3. Casino Royale by Ian Fleming (1953)

Fleming comes with a warning, too: for most of my life, I believed you really could murder someone by covering them with gold paint. "Skin suffocation," you see. I was also aghast when Sky Marshals, armed cops posing as airline passengers, became a thing in the early 2000s. A shootout on a plane, where a hole would depressurize the cabin and suck us all out into oblivion? Hadn't the authorities read Goldfinger?

The bad science of Bond is symbolic of the whole series: very silly, as soon as you stop to think about it, but utterly irresistible. 
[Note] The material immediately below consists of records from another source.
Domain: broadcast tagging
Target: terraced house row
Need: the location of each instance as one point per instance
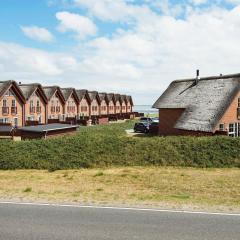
(33, 104)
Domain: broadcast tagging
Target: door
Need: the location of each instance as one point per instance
(15, 122)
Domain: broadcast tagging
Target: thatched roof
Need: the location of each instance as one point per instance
(204, 102)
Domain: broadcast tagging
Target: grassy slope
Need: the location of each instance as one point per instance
(211, 189)
(109, 146)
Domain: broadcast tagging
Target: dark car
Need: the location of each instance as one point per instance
(145, 119)
(153, 127)
(142, 127)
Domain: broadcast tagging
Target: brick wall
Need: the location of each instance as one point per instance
(9, 113)
(167, 121)
(230, 116)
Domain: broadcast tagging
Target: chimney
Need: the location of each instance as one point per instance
(197, 77)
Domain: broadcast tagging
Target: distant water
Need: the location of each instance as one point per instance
(144, 109)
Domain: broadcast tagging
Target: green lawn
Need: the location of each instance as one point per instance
(105, 146)
(165, 187)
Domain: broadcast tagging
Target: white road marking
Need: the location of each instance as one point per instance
(122, 208)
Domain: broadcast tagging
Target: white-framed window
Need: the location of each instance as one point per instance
(4, 120)
(233, 130)
(13, 103)
(4, 103)
(221, 127)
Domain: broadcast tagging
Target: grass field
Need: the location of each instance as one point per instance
(167, 187)
(107, 146)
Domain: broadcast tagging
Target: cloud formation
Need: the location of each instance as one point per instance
(80, 25)
(37, 33)
(157, 46)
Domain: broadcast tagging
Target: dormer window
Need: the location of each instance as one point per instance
(221, 127)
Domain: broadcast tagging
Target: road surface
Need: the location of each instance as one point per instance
(46, 222)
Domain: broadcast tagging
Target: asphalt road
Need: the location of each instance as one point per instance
(33, 222)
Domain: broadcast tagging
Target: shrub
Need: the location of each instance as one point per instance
(108, 145)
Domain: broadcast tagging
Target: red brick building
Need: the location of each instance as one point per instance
(71, 103)
(12, 103)
(84, 103)
(201, 106)
(56, 102)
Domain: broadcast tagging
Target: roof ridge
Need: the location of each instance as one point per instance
(237, 75)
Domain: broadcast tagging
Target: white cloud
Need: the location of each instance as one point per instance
(141, 60)
(37, 33)
(198, 2)
(76, 23)
(117, 10)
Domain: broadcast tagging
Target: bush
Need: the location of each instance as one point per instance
(102, 146)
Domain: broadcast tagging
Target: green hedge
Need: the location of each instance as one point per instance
(108, 145)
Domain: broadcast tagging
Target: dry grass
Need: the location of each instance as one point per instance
(168, 187)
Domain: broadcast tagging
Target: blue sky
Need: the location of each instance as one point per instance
(134, 47)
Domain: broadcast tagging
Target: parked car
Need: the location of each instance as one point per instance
(149, 119)
(153, 127)
(145, 119)
(142, 127)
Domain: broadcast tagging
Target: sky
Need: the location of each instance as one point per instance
(132, 47)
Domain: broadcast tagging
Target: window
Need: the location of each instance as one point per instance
(4, 102)
(13, 103)
(221, 127)
(233, 130)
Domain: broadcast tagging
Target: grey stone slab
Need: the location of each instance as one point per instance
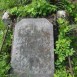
(33, 48)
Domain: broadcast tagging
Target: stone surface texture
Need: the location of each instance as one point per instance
(33, 48)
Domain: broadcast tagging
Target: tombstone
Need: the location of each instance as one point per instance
(33, 49)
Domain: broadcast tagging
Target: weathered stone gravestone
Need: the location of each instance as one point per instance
(33, 48)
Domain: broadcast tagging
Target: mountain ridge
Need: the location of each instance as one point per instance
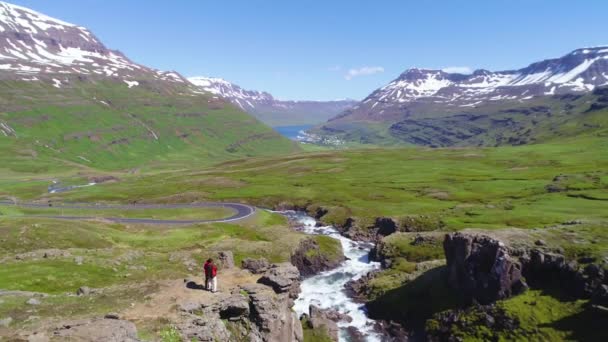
(436, 108)
(267, 108)
(67, 99)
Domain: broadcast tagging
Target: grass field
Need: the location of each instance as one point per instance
(527, 186)
(125, 260)
(555, 191)
(162, 214)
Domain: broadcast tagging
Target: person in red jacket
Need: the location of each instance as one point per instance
(210, 275)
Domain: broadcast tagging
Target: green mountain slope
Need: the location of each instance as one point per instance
(508, 123)
(104, 124)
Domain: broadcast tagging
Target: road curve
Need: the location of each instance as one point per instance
(241, 211)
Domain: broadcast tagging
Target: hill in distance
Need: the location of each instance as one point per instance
(546, 100)
(269, 110)
(68, 100)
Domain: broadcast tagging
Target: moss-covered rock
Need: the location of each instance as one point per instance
(317, 254)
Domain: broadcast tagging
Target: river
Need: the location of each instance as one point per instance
(292, 132)
(326, 290)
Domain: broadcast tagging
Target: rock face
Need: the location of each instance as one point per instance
(255, 266)
(543, 269)
(481, 268)
(490, 316)
(225, 259)
(309, 259)
(318, 319)
(282, 278)
(255, 312)
(272, 315)
(97, 330)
Imagine reading a first edition of Casino Royale in 1953, in smog-bound London, with wartime rationing still in force. The cocktails, the easy sex, the baccarat tables. The Taittinger ’45 with dinner, something called an “avocado pear” for dessert. Why Casino Royale and not the (demonstrably better) From Russia with Love? It's the brevity, the nastiness of the torture scene, and Bond's vulnerability and subsequent coldness, captured beautifully in the book’s brutal last line.

4. The IPCRESS File by Len Deighton (1962)

Bond has the girls and the champagne, but Ipcress, more than any other spy novel of the period, has style. Ray Hawkey's unimprovable cover art for the first edition sets the tone: modern, bold, elliptical, slightly sardonic. We are being introduced to a new kind of hero, to whom coffee and cigarettes are as indispensable as bullets. 

This, as the cover makes clear, is a NOVEL. Not a piece of pulp fiction, but a serious exercise in form. Who cares if the plot is impossible to follow by the end? Style wins out over story here.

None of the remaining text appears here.